Where is expected reaction?
One suspected VISA case investigated at Vanderbilt University Medical Center turned out to be a vancomycin-susceptible staph strain, reports William Schaffner, MD, infectious disease professor and chairman of the department of preventive medicine at the university. Regardless, there is some sense that the emergence of VISA in Japan and the United States has not greatly stirred the medical community to action, he adds.
"Our infection control nurses are disappointed," he says. "They really hoped that these reports and the wide publicity attendant to them would galvanize the physician community here concerning the need to institute much more rigorous antibiotic controls and infection control practices.
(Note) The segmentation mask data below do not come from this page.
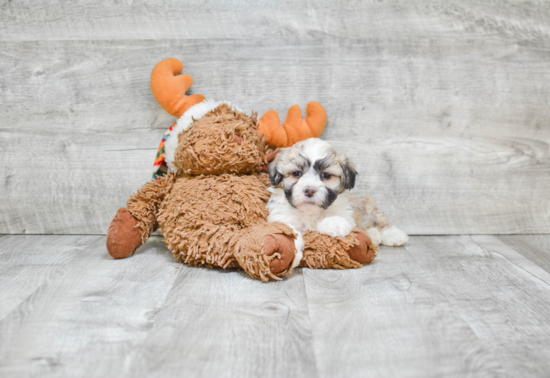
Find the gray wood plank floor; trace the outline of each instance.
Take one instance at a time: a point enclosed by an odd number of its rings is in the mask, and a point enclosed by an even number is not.
[[[422,236],[261,283],[124,260],[104,236],[0,237],[2,377],[544,377],[550,235]],[[519,246],[519,247],[518,247]]]

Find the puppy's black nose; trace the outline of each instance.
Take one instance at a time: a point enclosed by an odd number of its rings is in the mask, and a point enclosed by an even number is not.
[[[306,194],[306,197],[313,197],[313,195],[315,194],[315,189],[313,188],[305,188],[304,190],[304,193]]]

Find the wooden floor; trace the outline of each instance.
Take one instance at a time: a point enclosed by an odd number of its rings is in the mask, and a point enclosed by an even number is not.
[[[0,237],[1,377],[544,377],[550,235],[417,236],[262,283],[158,237]]]

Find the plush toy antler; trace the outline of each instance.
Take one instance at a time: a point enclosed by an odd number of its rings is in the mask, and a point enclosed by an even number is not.
[[[180,117],[191,106],[204,100],[201,94],[186,96],[185,92],[193,84],[188,74],[178,75],[183,63],[176,58],[168,58],[157,63],[151,72],[151,91],[157,102],[171,115]]]
[[[178,75],[183,63],[176,58],[160,61],[151,72],[151,91],[157,102],[171,115],[181,117],[193,105],[204,100],[201,94],[186,96],[185,92],[193,84],[188,74]],[[311,101],[306,106],[306,117],[298,105],[292,105],[281,125],[279,114],[268,110],[259,121],[259,131],[267,138],[271,147],[289,147],[307,138],[321,135],[327,123],[327,113],[323,105]]]
[[[286,113],[283,124],[275,110],[268,110],[259,121],[258,130],[267,138],[271,147],[289,147],[307,138],[317,138],[327,124],[327,113],[323,105],[311,101],[306,105],[306,118],[298,105],[292,105]]]

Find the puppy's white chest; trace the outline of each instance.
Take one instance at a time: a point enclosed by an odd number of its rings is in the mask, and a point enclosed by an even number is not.
[[[313,204],[302,205],[297,209],[289,204],[282,189],[269,190],[272,193],[267,203],[269,222],[288,224],[300,233],[316,230],[333,236],[346,236],[355,227],[353,207],[347,192],[340,194],[327,209]]]
[[[305,230],[316,230],[317,224],[324,219],[319,212],[309,214],[307,212],[297,212],[296,218],[300,222],[300,232],[304,232]]]

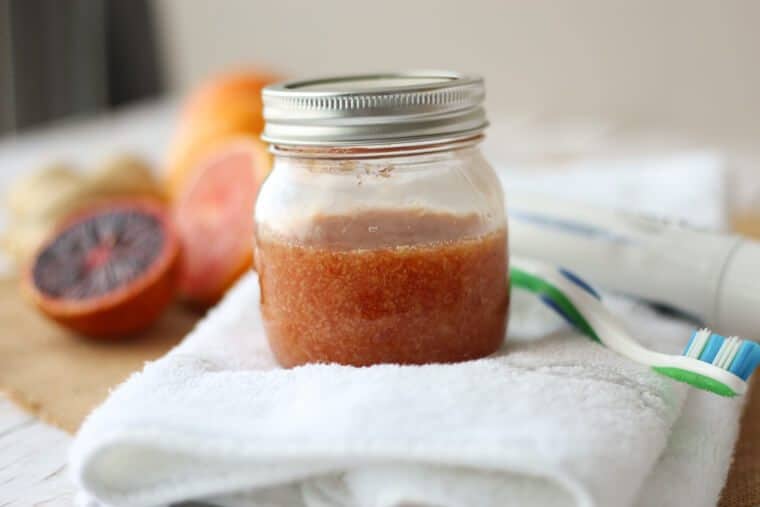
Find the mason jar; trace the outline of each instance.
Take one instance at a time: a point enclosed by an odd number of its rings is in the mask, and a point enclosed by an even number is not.
[[[454,362],[505,336],[504,196],[483,80],[408,72],[264,89],[255,207],[267,338],[285,367]]]

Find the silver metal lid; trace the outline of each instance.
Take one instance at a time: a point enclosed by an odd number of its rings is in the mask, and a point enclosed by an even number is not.
[[[446,142],[488,125],[478,76],[413,71],[290,81],[263,91],[262,139],[279,145]]]

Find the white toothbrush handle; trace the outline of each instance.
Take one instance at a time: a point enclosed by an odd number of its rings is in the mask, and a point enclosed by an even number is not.
[[[717,366],[699,359],[655,352],[641,346],[631,337],[623,322],[604,304],[568,281],[556,270],[519,258],[513,259],[512,265],[543,278],[562,291],[581,312],[602,343],[615,352],[647,366],[679,368],[711,377],[729,386],[736,394],[743,394],[746,391],[746,382]]]

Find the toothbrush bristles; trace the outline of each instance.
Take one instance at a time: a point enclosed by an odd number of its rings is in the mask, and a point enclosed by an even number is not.
[[[689,345],[687,346],[683,355],[686,357],[699,359],[700,354],[702,354],[702,351],[704,350],[705,345],[711,336],[712,332],[707,328],[702,328],[695,332],[689,341]]]
[[[731,362],[736,357],[736,353],[739,352],[740,345],[741,340],[736,336],[726,338],[726,341],[723,342],[723,345],[721,345],[720,351],[712,363],[718,368],[727,370],[731,366]]]
[[[760,363],[760,344],[737,336],[724,338],[707,328],[695,331],[683,352],[747,380]]]

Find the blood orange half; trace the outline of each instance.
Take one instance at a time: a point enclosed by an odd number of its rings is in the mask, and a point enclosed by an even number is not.
[[[163,206],[117,201],[85,210],[43,244],[22,280],[53,320],[93,337],[148,327],[172,301],[179,240]]]

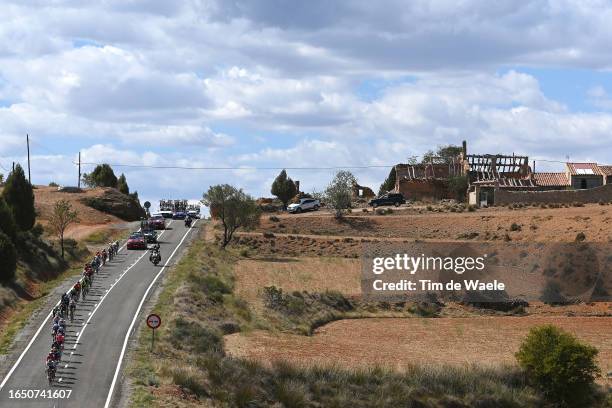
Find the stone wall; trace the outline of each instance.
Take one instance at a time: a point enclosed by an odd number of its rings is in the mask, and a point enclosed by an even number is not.
[[[612,184],[586,190],[495,191],[495,205],[612,202]]]

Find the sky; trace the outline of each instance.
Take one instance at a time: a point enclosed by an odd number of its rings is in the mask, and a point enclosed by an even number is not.
[[[153,201],[220,183],[270,196],[283,167],[380,166],[353,170],[378,190],[462,140],[540,171],[612,163],[607,1],[0,5],[0,173],[29,134],[34,184],[75,185],[78,152]],[[312,192],[334,170],[288,173]]]

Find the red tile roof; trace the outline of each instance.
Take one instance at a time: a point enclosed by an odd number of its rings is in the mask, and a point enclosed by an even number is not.
[[[566,166],[572,176],[602,174],[597,163],[566,163]]]
[[[612,166],[599,166],[599,170],[604,176],[612,176]]]
[[[569,186],[566,173],[533,173],[535,184],[542,187]]]

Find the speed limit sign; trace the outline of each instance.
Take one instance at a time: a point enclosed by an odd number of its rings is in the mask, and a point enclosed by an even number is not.
[[[151,328],[151,351],[155,346],[155,329],[161,326],[161,317],[155,313],[151,313],[147,316],[147,326]]]
[[[149,326],[153,330],[157,329],[159,326],[161,326],[161,317],[159,317],[155,313],[151,313],[147,317],[147,326]]]

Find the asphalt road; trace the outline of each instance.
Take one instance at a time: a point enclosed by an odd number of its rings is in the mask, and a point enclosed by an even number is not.
[[[50,318],[44,325],[41,321],[42,330],[33,336],[21,361],[11,363],[14,370],[2,379],[6,382],[0,389],[0,407],[82,408],[104,407],[107,399],[110,402],[111,384],[113,395],[120,386],[120,359],[128,330],[133,334],[134,323],[146,318],[142,313],[135,317],[143,297],[162,268],[178,261],[180,249],[200,225],[196,222],[187,229],[182,221],[171,222],[159,237],[162,262],[158,266],[149,262],[148,251],[123,248],[102,267],[87,299],[79,301],[75,321],[68,322],[64,354],[52,387],[44,365],[52,324]]]

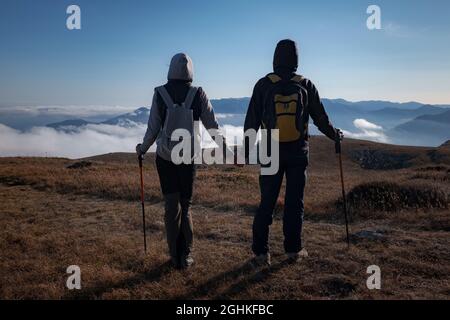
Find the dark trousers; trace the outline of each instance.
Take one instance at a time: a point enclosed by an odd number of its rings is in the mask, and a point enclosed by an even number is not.
[[[167,244],[174,264],[187,259],[193,246],[193,224],[190,212],[195,165],[176,165],[156,157],[156,168],[165,202],[164,222]]]
[[[307,147],[297,144],[280,144],[280,166],[278,172],[275,175],[260,176],[261,202],[253,221],[252,249],[256,255],[269,252],[269,227],[272,224],[273,212],[285,175],[284,250],[288,253],[295,253],[300,252],[302,249],[303,196],[307,166]]]

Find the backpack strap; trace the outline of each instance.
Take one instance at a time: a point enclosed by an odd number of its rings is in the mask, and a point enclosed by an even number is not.
[[[282,80],[281,77],[280,77],[279,75],[275,74],[275,73],[269,73],[269,74],[267,75],[267,78],[269,78],[269,80],[270,80],[272,83],[277,83],[277,82],[280,82],[280,81]],[[296,83],[300,83],[300,82],[303,81],[303,79],[305,79],[303,76],[300,76],[300,75],[296,74],[296,75],[293,76],[290,80],[291,80],[291,81],[294,81],[294,82],[296,82]]]
[[[300,75],[296,74],[295,76],[293,76],[291,78],[291,81],[294,81],[296,83],[300,83],[300,82],[303,81],[303,79],[305,79],[303,76],[300,76]]]
[[[189,91],[186,95],[186,100],[184,100],[184,107],[186,109],[190,109],[192,106],[192,103],[194,102],[195,95],[197,94],[198,88],[196,87],[190,87]]]
[[[269,73],[269,74],[267,75],[267,78],[269,78],[269,80],[270,80],[272,83],[277,83],[277,82],[280,82],[280,81],[281,81],[281,77],[280,77],[279,75],[275,74],[275,73]]]
[[[167,92],[167,89],[164,86],[156,88],[156,91],[161,95],[161,98],[163,99],[167,107],[171,107],[174,105],[170,94]]]

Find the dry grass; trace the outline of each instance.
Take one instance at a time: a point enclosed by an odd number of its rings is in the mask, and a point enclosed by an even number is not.
[[[448,154],[406,148],[411,167],[366,170],[351,161],[354,150],[391,146],[346,143],[348,190],[374,181],[400,187],[420,183],[447,196]],[[259,194],[255,167],[201,167],[193,208],[196,265],[176,271],[167,264],[163,210],[152,157],[145,162],[149,254],[142,252],[138,168],[132,155],[87,159],[68,169],[66,159],[0,159],[0,298],[3,299],[328,299],[437,298],[450,295],[448,209],[403,208],[369,212],[351,224],[352,234],[379,231],[382,241],[353,238],[347,251],[333,146],[312,141],[306,191],[305,244],[310,258],[289,265],[282,255],[280,196],[271,232],[274,263],[253,270],[251,213]],[[439,154],[439,162],[436,162]],[[430,157],[432,155],[433,158]],[[435,168],[425,170],[424,168]],[[420,176],[418,176],[420,174]],[[375,219],[376,218],[376,219]],[[65,287],[67,266],[82,270],[82,290]],[[365,286],[366,268],[382,270],[382,290]]]
[[[398,212],[405,209],[447,209],[447,194],[435,185],[370,182],[353,188],[347,196],[352,211]]]

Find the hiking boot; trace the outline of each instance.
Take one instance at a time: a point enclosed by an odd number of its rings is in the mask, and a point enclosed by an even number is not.
[[[253,258],[251,261],[251,264],[253,267],[269,267],[270,266],[270,253],[267,254],[260,254]]]
[[[180,268],[180,262],[178,261],[178,258],[176,258],[176,257],[170,257],[170,264],[175,269],[179,269]]]
[[[300,252],[288,252],[286,253],[287,259],[290,263],[295,263],[300,261],[301,259],[308,257],[308,251],[305,248],[300,250]]]

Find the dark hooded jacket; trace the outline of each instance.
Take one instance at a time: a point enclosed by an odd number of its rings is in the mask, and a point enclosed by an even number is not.
[[[292,40],[282,40],[277,44],[275,54],[273,58],[273,70],[282,79],[291,79],[298,68],[298,50],[297,45]],[[245,117],[244,130],[254,129],[259,130],[262,124],[263,108],[265,106],[265,93],[268,92],[272,86],[272,82],[266,77],[260,79],[254,89],[253,95],[250,100],[250,104],[247,110],[247,116]],[[337,131],[331,125],[328,115],[325,112],[325,108],[320,100],[319,92],[314,84],[306,78],[303,78],[301,86],[306,90],[306,108],[307,114],[304,115],[303,121],[308,122],[309,117],[314,121],[314,124],[319,130],[328,138],[335,140]],[[300,128],[303,128],[303,123],[300,123]],[[299,142],[305,148],[308,147],[308,130],[302,136]],[[289,142],[292,144],[292,142]],[[282,147],[283,143],[280,143]],[[248,150],[248,146],[246,148]],[[281,150],[281,149],[280,149]]]

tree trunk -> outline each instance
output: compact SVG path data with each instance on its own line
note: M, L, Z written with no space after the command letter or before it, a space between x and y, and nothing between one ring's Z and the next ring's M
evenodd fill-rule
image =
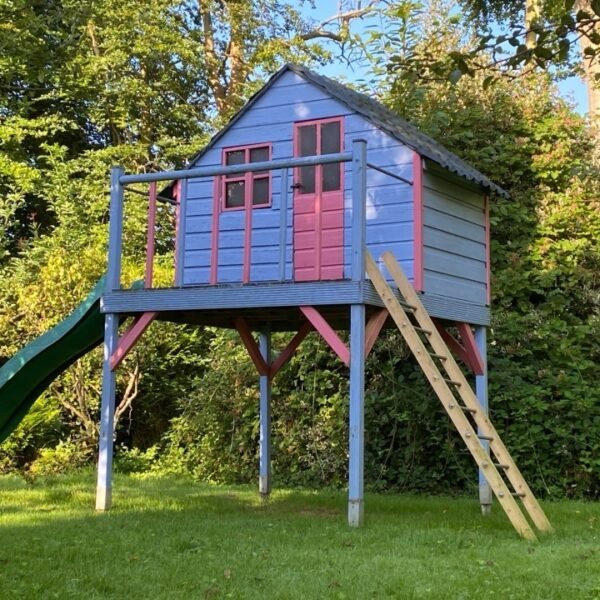
M535 48L537 42L536 26L542 18L542 3L540 0L525 1L525 45L530 50Z
M577 0L575 10L584 10L590 15L594 14L590 6L590 0ZM600 33L600 26L598 24L594 25L590 33L592 32ZM590 58L586 56L585 49L593 48L600 51L600 46L591 42L589 37L585 35L579 40L579 45L583 61L583 80L587 87L588 114L592 122L595 122L600 116L600 57L592 56Z

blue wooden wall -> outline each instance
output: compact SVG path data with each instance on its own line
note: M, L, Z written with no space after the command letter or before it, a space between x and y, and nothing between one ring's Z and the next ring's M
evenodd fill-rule
M486 232L483 193L430 162L423 178L424 290L485 305Z
M244 144L272 143L272 158L293 156L293 124L296 121L344 116L345 149L352 140L367 141L368 160L412 179L412 151L391 136L331 99L319 88L292 72L284 73L194 166L221 164L223 148ZM290 172L289 183L293 182ZM212 228L212 181L191 180L185 222L184 285L206 284L210 278ZM250 280L278 278L281 175L273 171L272 206L257 208L252 223L252 268ZM346 165L344 275L350 277L352 175ZM288 196L286 279L292 280L292 192ZM222 212L219 218L218 282L242 280L244 211ZM412 188L370 170L367 191L367 245L374 256L391 250L405 272L413 275Z

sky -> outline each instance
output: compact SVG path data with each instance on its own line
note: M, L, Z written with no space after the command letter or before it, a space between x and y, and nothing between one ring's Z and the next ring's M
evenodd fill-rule
M325 19L332 17L337 13L338 0L316 0L315 7L311 8L304 5L303 12L314 19L322 22ZM361 31L361 26L364 28L366 20L354 23L354 31ZM329 77L344 77L350 81L360 79L366 75L364 68L356 67L354 70L348 68L348 65L336 63L321 69L323 75ZM565 98L571 100L575 105L576 110L580 114L587 112L587 92L583 81L579 77L569 77L558 84L560 93Z

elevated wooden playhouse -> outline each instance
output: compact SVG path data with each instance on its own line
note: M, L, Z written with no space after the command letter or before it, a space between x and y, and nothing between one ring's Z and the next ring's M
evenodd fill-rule
M175 283L160 289L152 287L156 182L169 183L177 206ZM120 264L133 183L150 184L148 257L145 288L129 290ZM479 465L484 511L493 493L522 536L535 537L525 515L550 530L486 416L490 194L504 192L375 100L296 65L277 72L188 169L114 168L97 508L111 504L115 369L159 319L239 331L259 373L263 495L270 382L309 331L324 338L350 367L348 521L360 524L364 361L387 324L402 332ZM119 337L125 316L133 325ZM336 330L350 331L349 347ZM273 331L296 332L275 358ZM475 392L451 351L475 374Z

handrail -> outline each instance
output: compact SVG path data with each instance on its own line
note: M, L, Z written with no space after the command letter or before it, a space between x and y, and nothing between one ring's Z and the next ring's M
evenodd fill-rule
M394 179L397 179L398 181L402 181L403 183L408 183L408 185L414 184L414 181L410 181L410 179L406 179L406 178L402 177L401 175L396 175L396 173L392 173L391 171L388 171L387 169L384 169L383 167L378 167L377 165L374 165L373 163L368 162L367 167L369 167L370 169L374 169L375 171L379 171L380 173L383 173L384 175L387 175L388 177L393 177Z
M192 177L217 177L221 175L237 175L240 173L253 173L255 171L271 171L290 167L310 167L313 165L327 165L330 163L350 162L352 152L337 154L320 154L318 156L303 156L301 158L284 158L256 163L244 163L230 167L212 167L198 169L181 169L179 171L161 171L160 173L140 173L138 175L121 175L119 183L150 183L151 181L175 181Z
M109 268L107 277L107 289L115 290L120 288L121 279L121 251L122 251L122 218L123 218L123 200L124 192L132 191L139 194L135 188L126 188L128 184L133 183L154 183L159 181L181 181L182 188L177 200L170 200L161 197L158 194L154 196L156 200L167 201L169 204L175 204L177 209L176 221L178 225L185 222L186 196L185 188L191 178L216 178L220 176L235 175L241 173L252 173L256 171L282 171L282 215L280 219L280 249L279 249L279 278L285 279L285 256L287 244L287 193L288 193L288 169L307 167L315 165L325 165L332 163L352 162L353 173L353 192L352 207L353 214L357 221L353 228L352 235L352 279L360 280L364 277L364 240L365 240L365 210L366 210L366 142L364 140L353 140L351 152L339 152L336 154L321 154L317 156L304 156L300 158L285 158L256 163L245 163L241 165L232 165L228 167L209 167L181 169L175 171L162 171L158 173L141 173L137 175L127 175L121 167L113 167L111 170L111 214L110 214L110 232L109 232ZM143 192L142 192L143 193ZM149 223L151 226L151 223ZM183 285L183 260L184 250L184 228L178 227L176 234L175 250L175 286Z

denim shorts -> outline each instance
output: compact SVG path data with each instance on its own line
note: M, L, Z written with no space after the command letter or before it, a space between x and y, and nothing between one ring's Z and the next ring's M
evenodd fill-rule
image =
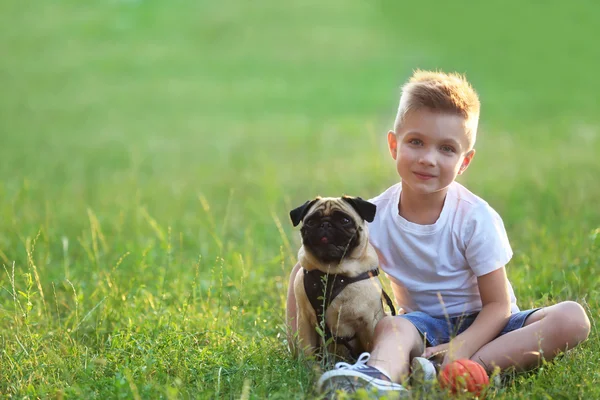
M513 313L510 316L508 323L498 336L502 336L508 332L522 328L527 317L538 310L540 310L540 308L533 308L531 310ZM450 318L436 318L421 311L414 311L408 314L399 315L398 317L409 320L415 326L415 328L417 328L421 335L423 335L427 342L427 346L437 346L448 343L451 338L464 332L468 327L471 326L473 321L475 321L477 314L478 313Z

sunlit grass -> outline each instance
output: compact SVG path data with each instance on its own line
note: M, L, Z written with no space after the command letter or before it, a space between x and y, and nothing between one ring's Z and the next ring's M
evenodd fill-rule
M517 6L2 2L0 393L315 396L321 364L285 342L288 211L396 182L385 133L422 67L481 94L461 181L504 218L521 307L577 300L593 321L496 397L599 397L597 7L487 27Z

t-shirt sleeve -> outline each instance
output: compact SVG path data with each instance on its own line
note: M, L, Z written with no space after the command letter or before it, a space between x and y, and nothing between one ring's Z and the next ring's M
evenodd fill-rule
M476 276L489 274L512 258L502 218L487 204L473 210L464 238L465 256Z

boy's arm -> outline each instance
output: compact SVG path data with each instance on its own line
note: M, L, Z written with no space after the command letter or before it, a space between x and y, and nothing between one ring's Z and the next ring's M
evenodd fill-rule
M477 278L482 309L473 324L450 343L430 347L425 357L448 350L444 364L461 358L471 358L482 346L491 342L507 324L511 313L506 269L498 268Z

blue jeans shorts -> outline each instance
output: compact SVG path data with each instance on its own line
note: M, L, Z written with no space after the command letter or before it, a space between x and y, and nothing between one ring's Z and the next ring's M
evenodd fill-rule
M531 310L519 311L513 313L508 320L506 326L498 336L505 335L509 332L522 328L525 320L540 308ZM451 338L461 334L471 326L478 313L461 315L458 317L432 317L421 311L414 311L408 314L399 315L399 318L409 320L415 328L423 335L426 341L426 346L437 346L448 343Z

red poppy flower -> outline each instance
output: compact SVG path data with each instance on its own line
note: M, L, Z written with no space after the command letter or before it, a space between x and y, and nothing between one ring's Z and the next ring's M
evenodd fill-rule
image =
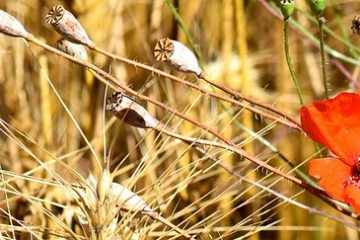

I was always more pessimistic about that. As they say in show business, the story didn’t have legs.’ It’s a flash on the scene, people note it, and then the average doctor is [again] preoccupied with the thousand-and-three other concerns they have about all of their patients."
References
1. Centers for Disease Control and Prevention. Staphylococcus aureus with reduced susceptibility to Vancomycin United States, 1997. MMWR 1997; 46:765-766.
2. Centers for Disease Control and Prevention. Update: Staphylococcus aureus with reduced susceptibility to vancomycin United States, 1997. MMWR 1997; 46:813-814.
3. Centers for Disease Control and Prevention. Reduced susceptibility of Staphylococcus aureus to vancomycin Japan, 1996. MMWR 1997; 46:624-626.